W lutym produkcja przemysłowa wzrosła o 7,4 proc., a budowlano-montażowa zanotowała wzrost o 31,4 proc. Analitycy spodziewali się obniżenia dynamiki produkcji przemysłowej z 8,6 proc. w styczniu do 8,1 proc., a w przypadku produkcji budowlano-montażowej z 34,7 do 30 proc.
Wyniki przemysłu nieco rozczarowały, tym bardziej, że punkt odniesienia z lutego 2017 r. był dość niski, wówczas bowiem produkcja przemysłowa zwiększyła się o zaledwie 1,1 proc. (produkcja budowlano-montażowa spadła o 5,4 proc.). Nadal jednak można mówić o kontynuacji pozytywnej tendencji, trwającej od września 2016 r. W przypadku budownictwa jej dynamika osiągnęła poziom porównywalny z okresem boomu z lat 2010-2011 r., a w przypadku przemysłu dorównuje okresowi dobrej koniunktury z 2010 r., gdy produkcja rosła w tempie od 10 do 14,5 proc. Warto zwrócić uwagę, że w tamtym okresie również mieliśmy do czynienia ze wzrostem PKB rzędu 4,8-5,3 proc., który uległ niespodziewanemu załamaniu w latach 2012-2013. Obecna faza dobrej koniunktury ma szanse utrzymać się znacznie dłużej, choć należy się liczyć z lekkim wyhamowaniem dynamiki wzrostu, na co wskazują choćby prognozy ekonomistów Narodowego Banku Polskiego.
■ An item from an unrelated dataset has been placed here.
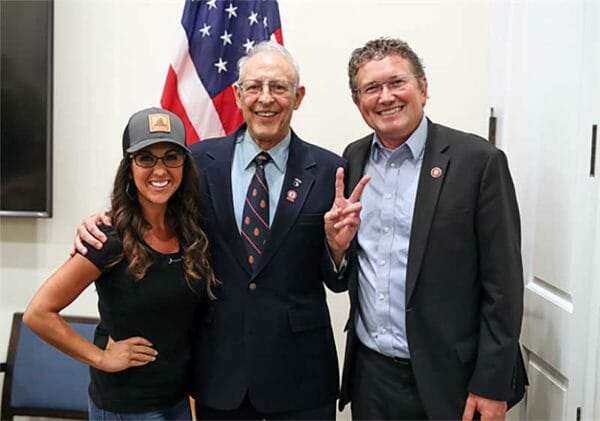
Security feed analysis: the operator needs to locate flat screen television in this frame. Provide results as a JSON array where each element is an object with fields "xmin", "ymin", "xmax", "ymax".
[{"xmin": 0, "ymin": 0, "xmax": 53, "ymax": 217}]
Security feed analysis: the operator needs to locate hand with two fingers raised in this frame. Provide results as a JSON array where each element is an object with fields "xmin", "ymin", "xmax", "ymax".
[{"xmin": 324, "ymin": 168, "xmax": 370, "ymax": 266}]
Do czynników podtrzymujących ożywienie należy zaliczyć silny popyt krajowy i zagraniczny oraz perspektywę inwestycyjnego przyspieszenia, zaś po stronie ograniczeń trzeba dostrzec ograniczone moce wytwórcze i bariery związane z sytuacją na rynku pracy, a także ryzyko wynikające z ewentualnej wojny handlowej i nasilenia się działań protekcjonistycznych, mogących zaburzyć globalną wymianę towarową i zachwiać koniunkturą.